Well, the interesting thing about gravies and sauces are that for millenniums, they have been used in cookery to add body, spice and flavor to otherwise bland dishes. In fact, the world-famous Worcestershire sauce also managed to be “discovered” or as you may say “invented” through sheer chance. It seems during the time of the British stay in India, one of these sahibs enjoyed a sauce which the locals made. It had vinegar, molasses, spices and other ingredients added to it.

So when he went back to England, he took the recipe along with him, and asked one of the grocers to make up that sauce and place it in a wooden cask. The sauce was very strong, when he tasted it. Being very disappointed in the end result, he went back to India, where he would eat the original sauce to his heart’s content, and wonder where he went wrong.

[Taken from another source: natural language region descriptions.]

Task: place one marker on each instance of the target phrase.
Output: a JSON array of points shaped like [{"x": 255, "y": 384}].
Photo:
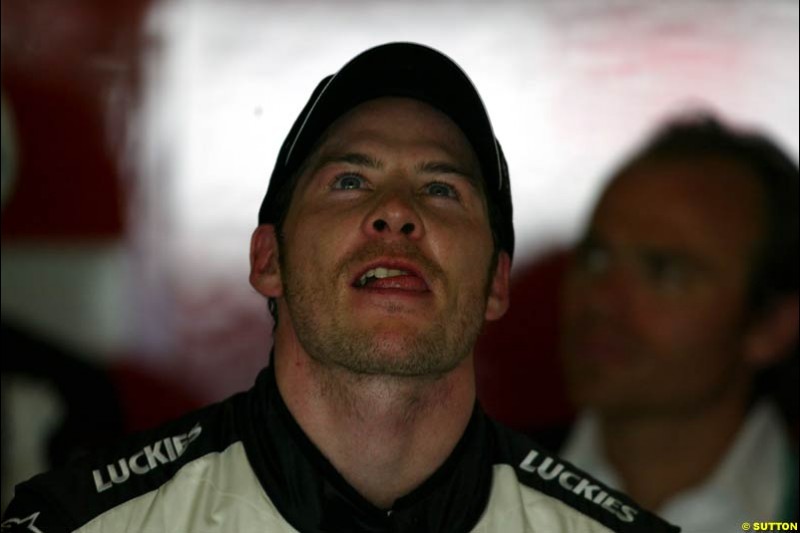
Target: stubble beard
[{"x": 327, "y": 337}]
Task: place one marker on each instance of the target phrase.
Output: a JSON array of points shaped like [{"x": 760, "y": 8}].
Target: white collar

And the sauce kept mellowing in the wooden cask, all this while. When the Sahib came home on his next leave the grocer asked him what he wanted done with that cask. “You mean you have not thrown it out, man?” He said, and asked for another taste.

And to his great astonishment and wonder, the sauce was exactly right, spicy and delicious. And so the famous Worcestershire sauce was born, to make them both very prosperous. This is the sauce, which has been marketed so successfully by Lea and Perrin for the last 200 years.

All right, let me tell you the secret of many of the ingredients put in the original sauce, which went into the making of Worcestershire sauce. These included tamarind pulp soaked in molasses , vinegar, garlic, chilies, cloves, onions and shallots , and sugar, among other exotic Eastern herbs and spices.

Tamarind is a flavor used extensively in the Western and southern part of the Indian subcontinent. So I would not be surprised if the Sahib asked his grocer about the traditional recipe for that particular chutney, and was answered by “Laats aaf tamrind Sahib, you know, very so-wer.” This particular taste cannot be obtained from lemons.

Of course we cannot allow our sauces to mellow for a year or more, in this day and age to get a product which may possibly be, not what we set out to make in the first place. This is the world of Hurry and scurry because many of us are so pressed for time. That is why we are going to go to the nearest supermarket and take the first sauce, which catches our eyes.

Fresh herbs and spices have long been in use in the making of sauces and gravies.

And with so many marketing brands from which to choose, we are often spoilt for choice.

Really good fresh food does not need sauce, but it is a very pleasant addition to many dishes, including fish, poultry and meat. The best sauce is not going to be very thick. Nor is it going to be very thin. It is going to be served piping hot.